Every bill creates winners and losers. Here's who stands to gain and who bears the cost.

Who Benefits

  • Veterans living in RUCA-designated rural areas — They gain access to more potential transportation programs and ADA-compliant vehicle purchases that can remove a major barrier to reaching VA care.
  • Tribal governments and tribal health programs — Explicit eligibility lets tribes apply directly for funding to run culturally competent, locally controlled transportation services linking veterans to Indian Health Service, tribal clinics, or VA facilities.
  • County veterans service organizations — Counties with VSOs can now apply for grants to coordinate transport, expanding the types of local entities that can secure federal support.
  • Rural health providers and community clinics — Better transport options increase appointment attendance and continuity of care at community and VA clinics, reducing missed visits and improving care coordination.
  • Vehicle manufacturers and ADA-modification vendors — The ADA vehicle exception creates procurement opportunities for suppliers of accessible vehicles and related retrofit services.

Who Bears the Cost

  • Department of Veterans Affairs — VA must update program guidance, manage a broader and potentially larger grant portfolio, process ADA-related procurements, and expand oversight and auditing functions without dedicated implementation funds in the text.
  • Federal appropriations (Congress and taxpayers) — Removing the fixed $3 million cap replaces a finite authorization with an open-ended standard that may increase budgetary exposure in future appropriations cycles.
  • Small county and tribal organizations — While newly eligible, many applicants may lack grant management capacity, face startup costs for administering awards, and hold responsibility for vehicle maintenance and liability once purchased.
  • Recipients who purchase vehicles — Entities that accept an award to buy vehicles inherit long-term operating, insurance, maintenance, and ADA inspection costs that the one-time grant may not fully cover.
  • Other federal rural transit programs — State and local transit providers may face coordination and funding friction if VA-funded projects duplicate or compete with Federal Transit Administration rural transit grants (e.g., Section 5311) or state-supported services.

Key Issues

The Core Tension

The central dilemma is between flexibility to expand access — by broadening eligible places and applicants and by permitting larger awards for ADA-equipped vehicles — and the need for accountability and sustainability: broader authority and open-ended funding make it easier to reach more veterans quickly but raise questions about oversight, long-term operating costs for vehicle purchases, and coordination with existing rural transit programs.

Two practical implementation tensions stand out. First, switching to the RUCA coding system changes which communities qualify and may produce sudden expansions or contractions in eligible areas compared with county-based definitions; VA will need to choose which RUCA vintage it uses and publish clear maps to avoid disputes.

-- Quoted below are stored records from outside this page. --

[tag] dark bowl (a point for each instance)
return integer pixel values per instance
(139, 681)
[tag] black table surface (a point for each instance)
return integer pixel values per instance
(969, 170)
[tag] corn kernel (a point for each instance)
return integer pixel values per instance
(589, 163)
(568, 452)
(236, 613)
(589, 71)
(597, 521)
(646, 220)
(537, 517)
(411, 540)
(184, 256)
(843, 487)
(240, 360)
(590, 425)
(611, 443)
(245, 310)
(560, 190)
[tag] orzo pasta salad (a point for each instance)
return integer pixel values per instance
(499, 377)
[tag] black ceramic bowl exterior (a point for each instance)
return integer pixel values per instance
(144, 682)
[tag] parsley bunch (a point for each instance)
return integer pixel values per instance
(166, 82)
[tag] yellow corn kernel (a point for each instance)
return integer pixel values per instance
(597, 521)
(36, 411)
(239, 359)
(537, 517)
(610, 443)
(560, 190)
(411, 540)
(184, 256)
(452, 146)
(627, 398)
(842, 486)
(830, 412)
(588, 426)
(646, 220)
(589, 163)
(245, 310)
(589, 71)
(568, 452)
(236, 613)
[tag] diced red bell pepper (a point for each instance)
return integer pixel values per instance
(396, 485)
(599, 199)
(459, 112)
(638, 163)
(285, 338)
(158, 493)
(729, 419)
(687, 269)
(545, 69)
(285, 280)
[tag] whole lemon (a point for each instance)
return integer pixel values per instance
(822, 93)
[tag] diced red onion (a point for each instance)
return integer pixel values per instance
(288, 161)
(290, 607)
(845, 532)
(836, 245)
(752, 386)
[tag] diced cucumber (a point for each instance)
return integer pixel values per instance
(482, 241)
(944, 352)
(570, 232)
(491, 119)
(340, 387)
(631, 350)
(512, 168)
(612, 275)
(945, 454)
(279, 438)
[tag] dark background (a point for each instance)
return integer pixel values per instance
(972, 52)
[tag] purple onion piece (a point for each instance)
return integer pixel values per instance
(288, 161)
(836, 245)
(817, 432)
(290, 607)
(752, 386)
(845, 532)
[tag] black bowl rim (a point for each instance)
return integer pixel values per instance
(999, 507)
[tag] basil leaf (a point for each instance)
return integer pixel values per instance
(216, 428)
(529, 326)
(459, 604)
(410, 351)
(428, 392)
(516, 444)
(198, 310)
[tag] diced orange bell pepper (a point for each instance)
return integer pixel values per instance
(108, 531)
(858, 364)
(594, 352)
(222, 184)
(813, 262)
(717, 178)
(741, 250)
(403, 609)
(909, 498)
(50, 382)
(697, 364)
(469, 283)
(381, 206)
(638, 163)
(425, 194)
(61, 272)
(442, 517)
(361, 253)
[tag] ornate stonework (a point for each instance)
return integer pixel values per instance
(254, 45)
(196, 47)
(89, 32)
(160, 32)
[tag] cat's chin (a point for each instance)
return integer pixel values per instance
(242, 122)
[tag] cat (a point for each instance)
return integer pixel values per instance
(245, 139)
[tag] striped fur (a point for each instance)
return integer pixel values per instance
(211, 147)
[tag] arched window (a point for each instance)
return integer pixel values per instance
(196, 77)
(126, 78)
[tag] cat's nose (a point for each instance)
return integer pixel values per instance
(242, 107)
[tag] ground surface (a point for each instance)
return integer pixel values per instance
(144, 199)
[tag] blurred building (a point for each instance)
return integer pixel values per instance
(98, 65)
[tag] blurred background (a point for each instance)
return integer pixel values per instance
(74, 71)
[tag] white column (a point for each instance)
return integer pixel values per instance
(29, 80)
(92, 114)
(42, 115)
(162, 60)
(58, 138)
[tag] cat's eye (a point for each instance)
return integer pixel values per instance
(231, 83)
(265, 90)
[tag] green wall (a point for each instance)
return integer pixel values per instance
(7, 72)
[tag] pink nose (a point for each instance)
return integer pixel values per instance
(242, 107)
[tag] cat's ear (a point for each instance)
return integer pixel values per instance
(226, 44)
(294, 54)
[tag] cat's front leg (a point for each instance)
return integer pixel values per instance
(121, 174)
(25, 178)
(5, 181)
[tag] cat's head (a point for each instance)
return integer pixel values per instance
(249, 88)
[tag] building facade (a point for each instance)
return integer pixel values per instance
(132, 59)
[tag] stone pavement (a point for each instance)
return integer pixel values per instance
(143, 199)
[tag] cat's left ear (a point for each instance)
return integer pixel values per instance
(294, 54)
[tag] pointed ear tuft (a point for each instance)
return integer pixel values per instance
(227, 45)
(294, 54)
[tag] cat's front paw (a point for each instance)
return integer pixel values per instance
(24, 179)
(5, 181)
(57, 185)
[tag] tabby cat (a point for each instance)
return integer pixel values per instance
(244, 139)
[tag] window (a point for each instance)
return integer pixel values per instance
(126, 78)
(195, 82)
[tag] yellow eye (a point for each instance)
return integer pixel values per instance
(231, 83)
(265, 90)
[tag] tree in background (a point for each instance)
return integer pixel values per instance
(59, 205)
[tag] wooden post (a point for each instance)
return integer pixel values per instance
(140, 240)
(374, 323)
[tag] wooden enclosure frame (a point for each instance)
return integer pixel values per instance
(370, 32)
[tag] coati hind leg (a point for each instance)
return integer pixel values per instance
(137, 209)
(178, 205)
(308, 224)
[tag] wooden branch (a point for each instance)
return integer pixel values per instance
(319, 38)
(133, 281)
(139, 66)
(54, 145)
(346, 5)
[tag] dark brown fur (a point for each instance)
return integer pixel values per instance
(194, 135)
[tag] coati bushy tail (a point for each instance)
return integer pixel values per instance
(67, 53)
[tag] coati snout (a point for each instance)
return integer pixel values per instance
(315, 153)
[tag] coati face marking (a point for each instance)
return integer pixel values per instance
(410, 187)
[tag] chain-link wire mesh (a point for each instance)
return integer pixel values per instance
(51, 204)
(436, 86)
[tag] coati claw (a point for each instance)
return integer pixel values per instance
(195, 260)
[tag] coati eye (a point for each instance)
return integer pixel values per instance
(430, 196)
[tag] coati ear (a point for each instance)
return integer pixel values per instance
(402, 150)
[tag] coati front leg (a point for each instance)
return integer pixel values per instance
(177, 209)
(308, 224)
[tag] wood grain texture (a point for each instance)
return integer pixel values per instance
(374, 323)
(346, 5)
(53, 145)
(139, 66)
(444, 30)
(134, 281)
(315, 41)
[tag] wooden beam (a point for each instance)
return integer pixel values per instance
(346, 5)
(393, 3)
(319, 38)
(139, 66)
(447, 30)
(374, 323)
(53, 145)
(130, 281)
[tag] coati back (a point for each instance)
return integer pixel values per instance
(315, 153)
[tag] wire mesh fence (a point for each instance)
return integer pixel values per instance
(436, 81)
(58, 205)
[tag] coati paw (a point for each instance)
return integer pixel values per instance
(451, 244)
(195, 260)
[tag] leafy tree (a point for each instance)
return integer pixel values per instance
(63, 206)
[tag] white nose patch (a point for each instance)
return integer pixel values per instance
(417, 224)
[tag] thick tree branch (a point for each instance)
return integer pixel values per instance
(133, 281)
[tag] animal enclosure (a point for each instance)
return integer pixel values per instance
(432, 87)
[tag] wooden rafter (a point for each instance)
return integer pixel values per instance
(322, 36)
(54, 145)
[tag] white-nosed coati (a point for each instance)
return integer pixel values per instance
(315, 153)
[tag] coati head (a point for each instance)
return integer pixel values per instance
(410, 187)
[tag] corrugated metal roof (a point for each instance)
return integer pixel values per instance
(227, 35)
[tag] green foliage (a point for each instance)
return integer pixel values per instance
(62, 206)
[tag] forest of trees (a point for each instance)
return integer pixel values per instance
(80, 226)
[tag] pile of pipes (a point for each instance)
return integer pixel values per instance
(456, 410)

Second, replacing narrowly defined awardee language with 'recipient of' increases flexibility but transfers risk: VA must now monitor a wider variety of organizational structures and subaward arrangements without adding statutory reporting or oversight resources.

Other trade-offs are fiscal and operational. Authorizing 'such sums as may be necessary' removes a hard funding cap, which lets Congress increase support as needs grow but also exposes taxpayers and appropriators to indeterminate future costs.

The ADA-vehicle cap (up to $80,000) provides a sensible ceiling for many purchases but may not cover higher-end wheelchair-accessible vehicles, electrified or specially modified transport, or long-term lifecycle costs (maintenance, insurance, storage). Finally, the statute does not add reporting, performance metrics, or coordination mandates with other federal rural transit programs, leaving potential duplication, inefficiency, and uncertainty about how success will be measured and sustained over time.